TiltBldg Loopnet Cropped 1

The recently renovated Tilt building in Shockoe Slip features arched windows and a white-colored facade. (Image courtesy LoopNet)

After 30 years in offices in Monroe Ward, one of Richmond’s longer-running architecture firms is drawing up plans for a move to Shockoe Slip.

KEI Architects will be moving early next year to the Tilt Creative + Production building at 23 S. 13th St., where it has leased half of the building’s vacant second floor.

KEI (stylized as “KEi”) will be relocating from the 100 W. Franklin St. office building at the corner of Franklin and Adams streets, where it has been based for eight years. For 20 years before that, the firm was housed nearby in The Corner Stone, the former Masonic Temple building at Adams and Broad Street that’s anchored by events venue The Renaissance.

KEI Vice President Monica Flippen said the move will provide the firm’s 11-person team with room to grow, both in staff count and potentially square footage. She said the firm’s lease with Tilt includes an option to expand across the entire second-floor space, which totals 3,500 square feet.

Monica Flippen - KEI Architects 2025

Monica Flippen

Flippen also acknowledged construction that’s in the pipeline around 100 W. Franklin, where KEI has taken up a 2,000-square-foot space. Across Adams Street, an apartment conversion of the downtown YMCA property is slated to continue with new construction planned at Adams and Grace Street, while along Franklin, the owners of The Jefferson Hotel are set to rehab the old Second Baptist Church building as a banquet hall.

“It’s a lot of building that’s going to be going on around us. And, we are growing,” Flippen said. “We needed additional space and felt like we’ve outgrown the space that we’re in right now, and we’re just looking for a new look.”

The firm worked with Alease Washington with Icon Realty Group to locate the Tilt building space and negotiate its lease with the ownership group that includes Tilt CEO Ron Carey. Flippen declined to disclose the length of the lease or other terms.

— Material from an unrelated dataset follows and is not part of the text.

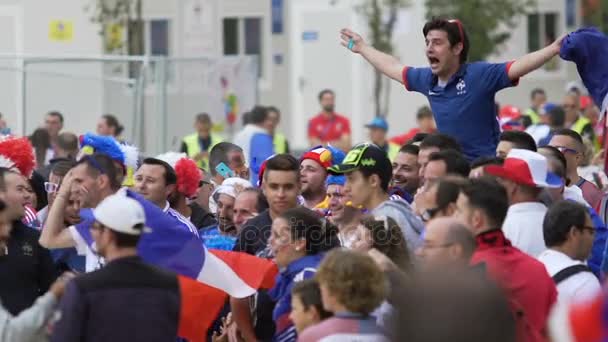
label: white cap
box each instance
[93,194,146,235]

Flippen said the plan is for KEI to use the space temporarily while it pursues a long-term plan of buying its own building. The Richmond office serves as headquarters for the company, which also has an office in Charlotte, North Carolina.

Tilt bldg 2nd floor 1

The second-floor space totals 3,500 square feet and was renovated with the rest of the building last year. (Image courtesy Crexi.com)

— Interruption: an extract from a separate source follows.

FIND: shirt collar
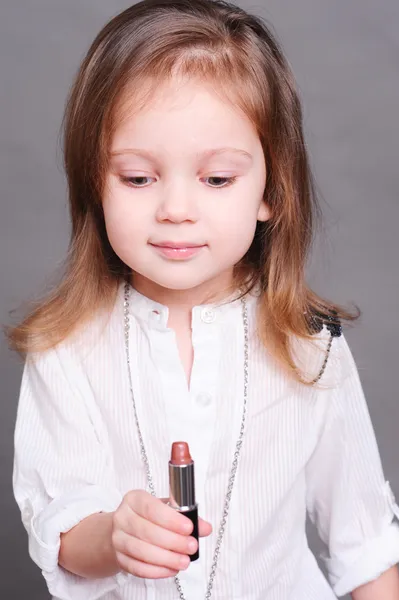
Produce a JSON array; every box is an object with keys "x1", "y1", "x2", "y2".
[{"x1": 122, "y1": 282, "x2": 256, "y2": 329}]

KEI is working with Commonwealth Construction Company of Virginia on the upfit for the space, which was created as part of the Tilt building’s multimillion-dollar renovation that wrapped up last year. Animation studio Hue & Cry was previously in the second floor space.

Founded in 1983 as Kelso & Easter by John Kelso and Robert Easter, KEI was initially based in the D.C. area before opening a Richmond office four years later and moving its HQ here in 2001. The firm focuses on commercial, medical, religious, recreational and institutional projects for public and private-sector clients.

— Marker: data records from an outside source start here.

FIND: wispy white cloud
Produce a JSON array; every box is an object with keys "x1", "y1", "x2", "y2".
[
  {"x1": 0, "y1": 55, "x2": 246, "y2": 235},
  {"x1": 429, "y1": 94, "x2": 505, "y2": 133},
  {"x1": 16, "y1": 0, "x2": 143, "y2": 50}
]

Current projects in Richmond include CarMax Park, the new baseball stadium it’s designing with Labella Associates that will anchor the larger Diamond District mixed-use development. KEI is also in the overall Diamond District design along with local firm Baskervill. KEI’s other work includes Virginia Union University’s planned apartment building on Overbrook Road, and in Petersburg, it designed a renovation of the Virginia Hall building at Virginia State University.

KEI CarMax Park Cropped

KEI team members with Nutzy and Nutasha at the topping-out ceremony for CarMax Park. (Photo courtesy LinkedIn)

In Shockoe Slip, KEI will join other architecture firms in the neighborhood, including Kahler Slater, SMBW and CPL, which last year acquired Commonwealth Architects.

Meanwhile, another design firm with a presence in Monroe Ward has leased space elsewhere in town. Hanbury, whose local office is just doors down from The Renaissance building on Broad Street, leased 12,000 square feet of retail space at 1623 W. Main St., real estate brokerage Thalhimer reported in October.

It wasn’t clear whether the Main Street space is a new office location for Hanbury, which did not respond to requests from BizSense for comment. Thalhimer’s Jeff Cooke and Reilly Marchant handled lease negotiations for the landlord, an entity tied to local developer Tom Papa.